2. Slow players. If a guy slow-plays me, I will often just make a quick note that he slow-played, which street it was on, and how exactly he did the slow-play (i.e., did he check on the flop and again on the turn, did he check-call on the flop and then lead at the turn, or did he checkraise me right on the flop, etc.). This is not always completely useful information, but I always like to have as much information as possible when making decisions on individual hands, and if it ever comes up again it is useful to know that player X likes to slowplay by checkraising a set on the flop, etc.

3. Can't get away from big pairs. This is one of my favorite, most repeatable and most exploitable note-taking opportunities. Guys who cannot get away from big pairs. When someone raises preflop with what turns out to be Aces, the flop comes KQJ and they end up calling an allin reraise only to lose to two pairs or trips, I make note of it. I want to know every guy who can't lay down a big pair in nlh, because those are the most beatable donks around.

4. Weak limpers. This is another general kind of note I like to make about people who are always looking to see cheap flops. If I have KQ on the button, and one of these guys limps in from early-middle position, I like to see a note like this, so I know I can put in a substantial reraise and likely take down the pot right there. Some people (you know who you are) can't fold to any preflop raise once they've voluntarily committed to the pot, but the guys who will constantly limp in light and then fold to reraises, I want to know about that as I can make repeated use of this information to my advantage in tournaments and cash game play.
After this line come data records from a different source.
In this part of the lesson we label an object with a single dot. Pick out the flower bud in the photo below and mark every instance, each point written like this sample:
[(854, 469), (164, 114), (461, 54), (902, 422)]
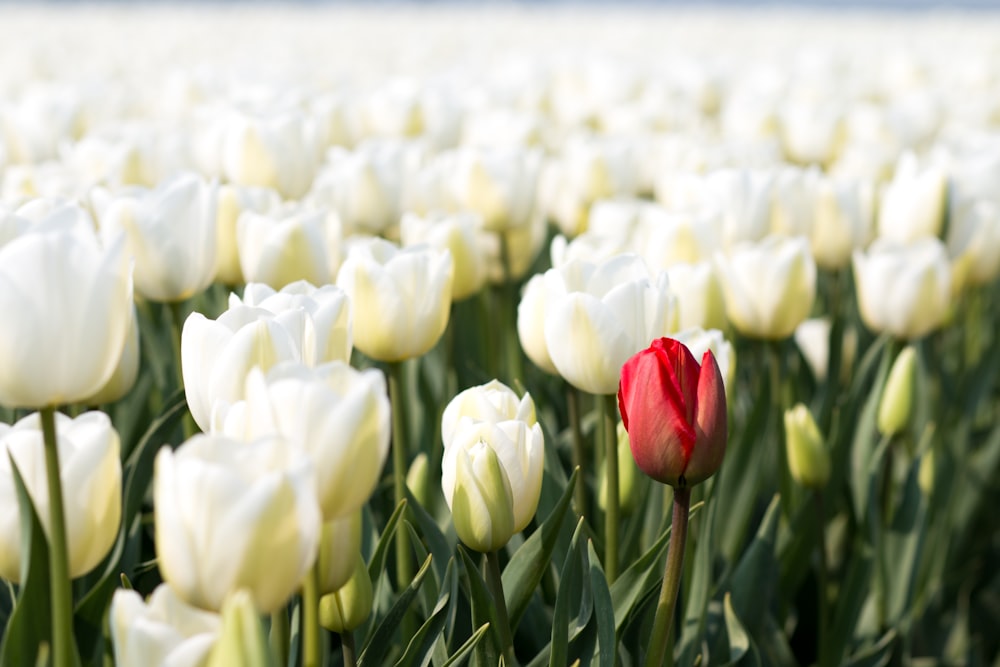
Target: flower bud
[(808, 458), (675, 413), (628, 495), (896, 405), (348, 607), (242, 641), (482, 504)]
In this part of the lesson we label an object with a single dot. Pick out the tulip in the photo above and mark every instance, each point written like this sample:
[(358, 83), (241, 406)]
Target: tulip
[(461, 234), (675, 413), (903, 290), (91, 475), (519, 452), (270, 151), (406, 295), (163, 632), (896, 404), (843, 221), (325, 332), (492, 402), (217, 355), (233, 200), (808, 457), (600, 315), (347, 608), (769, 286), (337, 416), (123, 379), (171, 233), (235, 515), (287, 246), (242, 640), (913, 204), (69, 294), (480, 497)]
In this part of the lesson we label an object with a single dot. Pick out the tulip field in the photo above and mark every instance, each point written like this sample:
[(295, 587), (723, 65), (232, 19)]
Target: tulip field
[(522, 335)]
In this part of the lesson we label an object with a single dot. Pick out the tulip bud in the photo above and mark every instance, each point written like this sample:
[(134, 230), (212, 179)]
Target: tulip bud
[(808, 458), (242, 641), (675, 413), (628, 487), (896, 404), (482, 504), (418, 478), (348, 607)]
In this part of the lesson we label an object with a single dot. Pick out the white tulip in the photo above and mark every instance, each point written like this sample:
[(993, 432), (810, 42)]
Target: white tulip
[(903, 290), (170, 232), (337, 416), (406, 297), (491, 402), (164, 631), (91, 475), (235, 515), (598, 316), (769, 287), (69, 303)]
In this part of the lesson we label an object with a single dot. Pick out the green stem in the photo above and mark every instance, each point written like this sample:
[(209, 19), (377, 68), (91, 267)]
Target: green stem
[(495, 582), (348, 649), (611, 462), (312, 648), (579, 456), (280, 635), (823, 654), (663, 621), (62, 591), (404, 568)]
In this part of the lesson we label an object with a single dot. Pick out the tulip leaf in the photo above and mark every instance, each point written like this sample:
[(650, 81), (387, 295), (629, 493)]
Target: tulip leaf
[(877, 655), (755, 577), (570, 588), (421, 646), (527, 566), (381, 640), (643, 576), (436, 542), (377, 563), (483, 609), (465, 649), (604, 611), (28, 628)]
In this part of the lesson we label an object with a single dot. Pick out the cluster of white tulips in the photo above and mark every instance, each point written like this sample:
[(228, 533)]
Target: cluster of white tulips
[(280, 193)]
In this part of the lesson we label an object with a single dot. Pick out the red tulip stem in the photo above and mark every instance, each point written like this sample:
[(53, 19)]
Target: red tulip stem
[(663, 621), (611, 462), (61, 586)]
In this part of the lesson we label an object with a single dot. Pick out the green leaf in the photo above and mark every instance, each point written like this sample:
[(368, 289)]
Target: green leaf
[(29, 628), (526, 567), (381, 640), (421, 646), (483, 609), (755, 577), (465, 649), (644, 575), (739, 640), (877, 655), (604, 611)]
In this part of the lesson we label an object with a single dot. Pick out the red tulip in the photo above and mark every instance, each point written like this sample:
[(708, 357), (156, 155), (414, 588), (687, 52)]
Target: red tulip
[(675, 413)]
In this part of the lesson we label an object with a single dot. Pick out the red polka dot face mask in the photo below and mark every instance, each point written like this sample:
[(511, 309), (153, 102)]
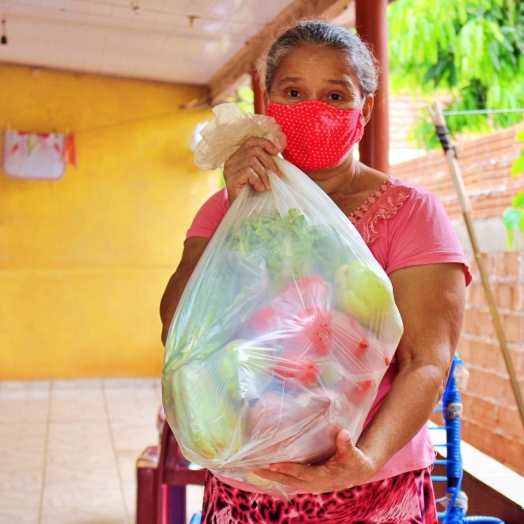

These are just a small sample of the kinds of repeatable and useful information I tend to take notes on while I'm at the virtual tables. I do so equally in my cash game play, with many of the same categories being applicable for note-taking in cash games as well as in tournaments. I try to boil things down to only the qualities that I know will arise again and again, and that I know I can do something useful with when they do arise again in the future, and I take copius, detailed notes on those things as often as I can. And I'm always taking notes, whether I'm in a hand with someone, not in the hand anymore, or even sometimes when I'm just railbirding other players and not involved in the table at all. If I see something noteworthy, I write it down. It's not like live play where you can attach a face with a particular quality of play if you have that kind of memory. When it's just a bunch of nondescript icons and avatars, you really need to make note of who you see and how they play if you expect to be able to take advtange of their tendencies in more specific ways than anything pokertracker or related software can tell you.

Hopefully this is helpful to some of you out there, or at least interesting to the rest of you. And Windbreak247, hopefully this answers your question in a way that is useful to you in the future. All I ask is that you don't use any notes against me, because that just wouldn't be right since I provided all this information in the first place.

WWdN tonight at 8:30pm ET on pokerstars. Password is "monkey" as always. I don't know that I'll play in this given how frustrating the blonkaments have been for me of late, but we'll see.